Statutory recognition of a receiver for trusts
16.30The High Court currently has the ability to appoint a receiver in respect of trust assets under its inherent jurisdiction. This jurisdiction is rarely exercised, although there is a recent example from the High Court in Bank of New Zealand v Rowley. In the Preferred Approach Paper we proposed that trust legislation should provide expressly for the appointment of a receiver or liquidator of trusts.
16.31Submitters were overall very supportive of including a mechanism for the appointment of a receiver for trusts in legislation. Submitters commented that this reform would make the ability to appoint a receiver more accessible and modern, to deal with a wider range of issues. In our view the jurisdiction should be confined to the High Court since it is the court that currently has the receivership jurisdiction for companies law.
16.32In order for the provision to be useful to creditors and others dealing with trusts, it will need to go beyond merely restating the availability of the court’s jurisdiction to appoint a receiver and will need to include further detail about the process. The recommendation has been expanded to specify the main elements of the scheme that submitters agreed will need to be included in legislation. At the same time, the flexibility of the jurisdiction is preserved so that the court can make orders that are appropriate to the particular case.
16.33The New Zealand Law Society submitted that the provision should limit the range of applicants to creditors, in the same manner as for other entities, rather than an open-ended scope for other parties to apply. However, the jurisdiction to appoint a receiver is broader than that for companies. It may be used when there is a risk to the trust property or there is a problem with a trustee or trustees, especially on a temporary basis. Accordingly it could be useful to permit applications by a trustee or beneficiary rather than confining it only to creditors.

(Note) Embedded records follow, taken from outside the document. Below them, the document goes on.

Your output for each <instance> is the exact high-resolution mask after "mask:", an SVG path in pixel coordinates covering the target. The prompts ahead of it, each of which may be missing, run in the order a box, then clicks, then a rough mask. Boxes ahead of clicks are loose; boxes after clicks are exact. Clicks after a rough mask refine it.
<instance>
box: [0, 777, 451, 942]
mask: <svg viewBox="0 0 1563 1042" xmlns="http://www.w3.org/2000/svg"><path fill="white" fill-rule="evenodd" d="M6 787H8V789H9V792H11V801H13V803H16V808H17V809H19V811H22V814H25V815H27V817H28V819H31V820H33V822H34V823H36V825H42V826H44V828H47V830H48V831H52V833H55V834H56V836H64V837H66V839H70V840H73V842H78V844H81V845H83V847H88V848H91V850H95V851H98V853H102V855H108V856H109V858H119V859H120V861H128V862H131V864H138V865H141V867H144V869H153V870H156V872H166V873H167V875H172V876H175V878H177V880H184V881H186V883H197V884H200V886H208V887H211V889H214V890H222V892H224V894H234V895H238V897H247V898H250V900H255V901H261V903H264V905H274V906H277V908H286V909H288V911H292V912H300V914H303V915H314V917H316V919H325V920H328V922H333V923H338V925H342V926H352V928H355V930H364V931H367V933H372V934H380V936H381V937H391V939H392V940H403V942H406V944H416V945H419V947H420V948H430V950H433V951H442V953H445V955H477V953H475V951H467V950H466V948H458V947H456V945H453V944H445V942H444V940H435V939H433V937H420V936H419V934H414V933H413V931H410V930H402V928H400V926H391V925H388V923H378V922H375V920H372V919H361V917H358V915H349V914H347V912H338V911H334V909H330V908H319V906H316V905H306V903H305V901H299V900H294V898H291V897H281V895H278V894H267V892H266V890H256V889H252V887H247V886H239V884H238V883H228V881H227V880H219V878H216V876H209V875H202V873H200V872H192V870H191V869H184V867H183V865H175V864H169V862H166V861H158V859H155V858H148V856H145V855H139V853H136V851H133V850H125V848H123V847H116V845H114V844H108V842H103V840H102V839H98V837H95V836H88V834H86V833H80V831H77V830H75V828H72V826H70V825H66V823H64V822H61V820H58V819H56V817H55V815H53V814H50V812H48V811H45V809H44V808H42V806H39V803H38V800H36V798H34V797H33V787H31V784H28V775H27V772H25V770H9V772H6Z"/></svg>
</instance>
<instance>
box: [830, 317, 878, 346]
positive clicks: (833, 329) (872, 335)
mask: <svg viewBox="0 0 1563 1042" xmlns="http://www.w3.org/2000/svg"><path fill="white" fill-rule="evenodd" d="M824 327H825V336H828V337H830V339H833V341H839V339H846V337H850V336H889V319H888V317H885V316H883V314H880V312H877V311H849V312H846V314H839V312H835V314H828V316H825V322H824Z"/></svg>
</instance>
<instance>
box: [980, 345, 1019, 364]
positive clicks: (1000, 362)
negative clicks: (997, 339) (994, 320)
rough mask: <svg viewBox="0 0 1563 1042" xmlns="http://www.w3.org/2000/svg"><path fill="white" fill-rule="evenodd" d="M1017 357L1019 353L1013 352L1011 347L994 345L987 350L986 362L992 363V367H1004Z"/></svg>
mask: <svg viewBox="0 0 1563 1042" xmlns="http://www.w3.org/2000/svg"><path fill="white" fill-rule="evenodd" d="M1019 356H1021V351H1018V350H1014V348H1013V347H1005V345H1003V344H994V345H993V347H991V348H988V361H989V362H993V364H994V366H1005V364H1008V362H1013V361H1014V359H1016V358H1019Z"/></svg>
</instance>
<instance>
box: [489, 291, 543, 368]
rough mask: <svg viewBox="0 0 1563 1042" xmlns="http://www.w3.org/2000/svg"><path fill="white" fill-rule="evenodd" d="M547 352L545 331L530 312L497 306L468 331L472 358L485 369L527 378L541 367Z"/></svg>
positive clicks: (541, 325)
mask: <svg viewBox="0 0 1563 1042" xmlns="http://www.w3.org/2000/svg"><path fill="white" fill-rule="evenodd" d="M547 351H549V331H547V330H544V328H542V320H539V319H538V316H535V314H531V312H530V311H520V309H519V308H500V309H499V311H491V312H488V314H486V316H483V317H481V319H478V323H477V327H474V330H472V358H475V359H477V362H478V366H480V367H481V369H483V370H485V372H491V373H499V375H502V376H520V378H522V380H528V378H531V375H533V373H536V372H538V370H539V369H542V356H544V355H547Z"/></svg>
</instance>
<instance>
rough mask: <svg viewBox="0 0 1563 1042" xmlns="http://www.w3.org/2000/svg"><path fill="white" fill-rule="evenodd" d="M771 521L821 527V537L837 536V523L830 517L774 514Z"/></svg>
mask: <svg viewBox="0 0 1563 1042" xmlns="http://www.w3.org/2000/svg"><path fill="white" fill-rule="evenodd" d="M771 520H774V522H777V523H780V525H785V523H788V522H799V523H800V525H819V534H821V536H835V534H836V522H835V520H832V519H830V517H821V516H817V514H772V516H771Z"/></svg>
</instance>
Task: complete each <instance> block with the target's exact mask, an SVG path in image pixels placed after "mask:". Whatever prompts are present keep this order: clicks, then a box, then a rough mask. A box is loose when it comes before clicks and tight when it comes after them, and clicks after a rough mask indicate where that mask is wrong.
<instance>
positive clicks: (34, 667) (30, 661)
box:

16.34The Preferred Approach Paper also included a proposal to appoint a liquidator to liquidate the trust property. Submitters were divided over whether the legislation should include the ability to appoint a liquidator. Some submitters were in favour. Others opposed it on the basis that it was not appropriate to have a liquidator for trusts as a trust was not a legal person. One submitter considered that neither should be applicable to a trustee of a retail fund. There may also be a need for a statutory regime dealing with set-off under netting arrangements entered into by trusts. The Commission acknowledges that providing for a liquidator of trusts raises some complex conceptual and practical issues. In our view liquidation issues are better dealt with in a more comprehensive review of corporations as trustees, rather than in this general review. We intend, therefore, to revisit this issue in the corporate trustee review.
Application to existing trustsTop
16.35The recommended provision will enable applications to be made under it from the commencement of the Trusts Act.